The next five days went by pretty much the same. Except for Christmas shopping, which had seemed to come quicker than we thought. Today was Christmas Eve. I hadn't had a real Christmas in a long time. We had all made an agreement to get each other one present. Mostly because we were all pretty hard to buy for. Trust me, I would know. I think Dad's definitely the hardest though. And also because we had never made a huge deal out of the holiday.

It was pretty early, it must've been eight. Okay that's not early, but it's winter break, give me a break. See what I did there? Sorry. I had already expertly wrapped all two of my gifts. Well, as good as a thirteen year old can, I guess. Which in my opinion is pretty gosh darn good. I had gotten Jughead a copy of the book 451 Fahrenheit. He had talked about it before, he had read it in school and in his words, not mine, his teacher got arrested for drug dealing and then got murdered before they could finish it.

He had also said about how much he liked it. It took me much longer to think of a gift for Dad. I had ended up finding a great one though. We had also decided to just get each other small things. All of this had really distracted me from what had happened and I was rather happy about that. I think we all needed a distraction and this seemed to be the perfect one.

Jughead POV
All of my Christmas preparations were complete. I never made a huge deal over the holiday, but this was the first one we would spend where our whole family was happy. I mean, as happy as we could be after what had happened, but we all tried to forget about that. Unfortunately, Jellybean's eye was not back to normal yet though.

I decided to get up, even though it was earlier than I usually would. I knocked on Jellybean's door. She opened it with a small smile on her face. "Quick question!" She said. "What's the best Christmas song ever?" I wondered what this was about, besides the fact that it's Christmas Eve. "Easy. That's obviously Last Christmas by George Micheal." I answered. "Thank you!" She exclaimed. "Rosie says it's Jingle Bells!" She looked appalled, it was pretty adorable. "Yeah well, Rosie's wrong." I said, smiling.

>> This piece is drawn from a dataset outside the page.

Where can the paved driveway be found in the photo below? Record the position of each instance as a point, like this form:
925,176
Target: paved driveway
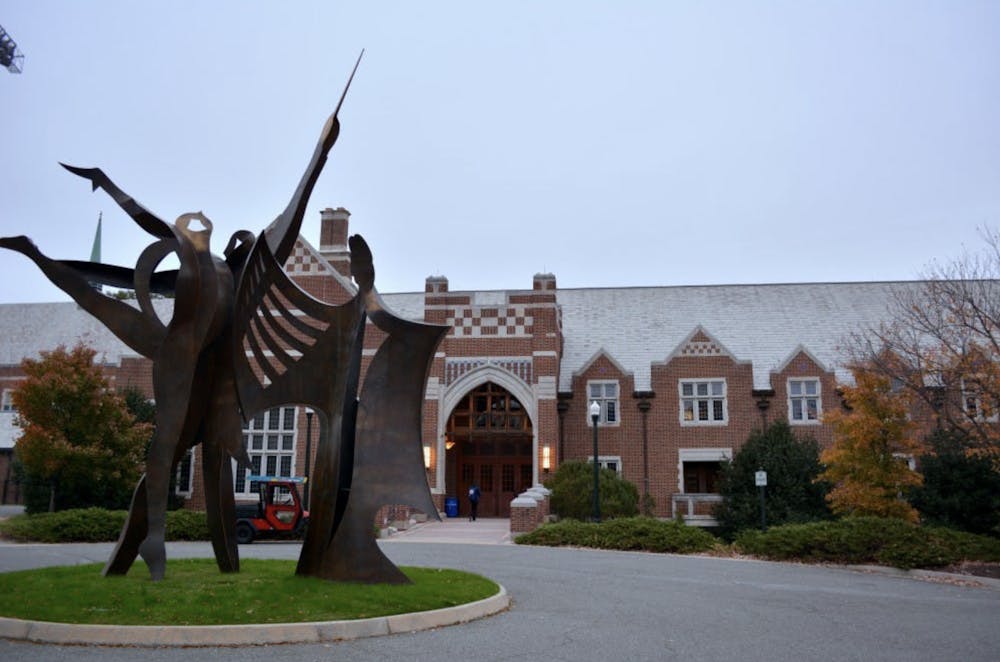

"It's the best Christmas song ever and there is no denying that." She said firmly. I laughed. "You're pretty uh, committed to that, eh?" I asked smirking. "I just like being right." She said. We laughed. "Is it just me, or is the lighting really weird right now?" She asked. "Huh, yeah it is." I agreed. I opened her window.

Snow was falling heavily. She smiled, she always had a thing for snow. "Remember that time you were really little and you tried to bury yourself in snow and then you got stuck?" I said laughing. "I thought we agreed never to bring that up!" Jellybean was laughing too. That had been a good day. I was glad this whole murder attempt was pretty much behind us and we could enjoy Christmas. As a family.